What's the deal with those scratch marks?
I guess somebody thought they were repairing it. They really butchered it though.
I have been working on this as time allows. It is displaying the time on the panel meter, and I can read back the BCD output from the meter too. I've attached an image of the project. The three switches provide a way to set the time. The 10 turn pot lets me scale the 1.024V reference from the PSoC to 0.2V for the DAC.
You'll notice that all three decimal points are on. The documentation I have shows which of the three inputs to ground to set the decimal position. I 'assumed' these would be logic level since the other digital I/O seemed to be but they were pulled up to about 12V and seemed to go directly to the driver circuitry as even a small amount of current f low through a 500K resistor to ground would result in a dim decimal point. I dug up some 4N35 opto-isolators and that did the trick, now I can control all three. I was thinking that in time setting mode the decimal could blink beside the digit being set?

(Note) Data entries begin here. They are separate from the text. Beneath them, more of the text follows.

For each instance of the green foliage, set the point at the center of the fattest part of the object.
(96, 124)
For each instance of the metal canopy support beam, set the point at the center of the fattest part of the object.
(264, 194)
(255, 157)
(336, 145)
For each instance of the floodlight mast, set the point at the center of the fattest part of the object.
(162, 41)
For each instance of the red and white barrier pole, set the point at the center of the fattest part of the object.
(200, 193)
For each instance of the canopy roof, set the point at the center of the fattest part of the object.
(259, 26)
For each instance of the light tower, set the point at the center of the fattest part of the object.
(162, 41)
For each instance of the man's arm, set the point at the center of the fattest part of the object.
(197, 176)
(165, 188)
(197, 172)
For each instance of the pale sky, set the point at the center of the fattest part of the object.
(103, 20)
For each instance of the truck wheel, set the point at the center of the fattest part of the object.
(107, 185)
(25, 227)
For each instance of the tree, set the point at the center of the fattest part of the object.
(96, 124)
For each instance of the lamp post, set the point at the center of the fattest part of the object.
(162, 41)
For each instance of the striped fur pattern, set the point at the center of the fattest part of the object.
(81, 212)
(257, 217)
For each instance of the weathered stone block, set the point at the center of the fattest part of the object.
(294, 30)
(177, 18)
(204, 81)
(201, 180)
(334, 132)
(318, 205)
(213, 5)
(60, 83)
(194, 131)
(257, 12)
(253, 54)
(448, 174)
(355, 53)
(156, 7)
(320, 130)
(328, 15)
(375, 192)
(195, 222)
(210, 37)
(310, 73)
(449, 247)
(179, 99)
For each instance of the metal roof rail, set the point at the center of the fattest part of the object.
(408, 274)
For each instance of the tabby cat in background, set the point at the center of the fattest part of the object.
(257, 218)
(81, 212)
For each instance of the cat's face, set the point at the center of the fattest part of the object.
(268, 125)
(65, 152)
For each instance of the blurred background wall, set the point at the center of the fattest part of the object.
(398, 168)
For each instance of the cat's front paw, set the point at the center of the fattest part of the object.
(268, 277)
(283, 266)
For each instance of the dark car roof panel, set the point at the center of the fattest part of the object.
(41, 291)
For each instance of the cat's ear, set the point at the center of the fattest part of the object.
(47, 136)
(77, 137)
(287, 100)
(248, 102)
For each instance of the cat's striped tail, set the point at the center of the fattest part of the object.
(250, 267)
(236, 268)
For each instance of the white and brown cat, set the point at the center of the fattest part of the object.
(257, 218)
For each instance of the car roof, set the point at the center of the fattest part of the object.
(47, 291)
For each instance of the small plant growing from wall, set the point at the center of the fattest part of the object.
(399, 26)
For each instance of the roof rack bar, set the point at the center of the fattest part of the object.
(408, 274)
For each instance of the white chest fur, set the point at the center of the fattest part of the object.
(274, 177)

Using the PSoC for this has been fun. Most of what I needed was already built in as components in the IDE. The only downside I have found so far is that with the smaller PSoC 4 I have there are not enough digital blocks to have the SPI bus and a full UART going at the same time so I'm just using the SW TX only UART component to get some feedback on the PC while developing.
The IDE also has a RTC component which was simple to use but you set the time with BCD which is kind of quaint, in HH:MM:SS format. Luckily they have some helper functions so you can grab the BCD minutes, convert to decimal, and inc/dec and then convert back for time setting. Of course you can also do the unix type of time is that is your preference. I found that although I wanted to display the time in 12 hour format on the panel meter it was much simpler to set the RTC component to 24 hour format than deal with AM/PM when trying to inc/dec minutes and hours.
I need to close the loop with the BCD feedback from the panel meter now and finish up the firmware. Quite a lot of effort for a clock but quite a lot of fun too!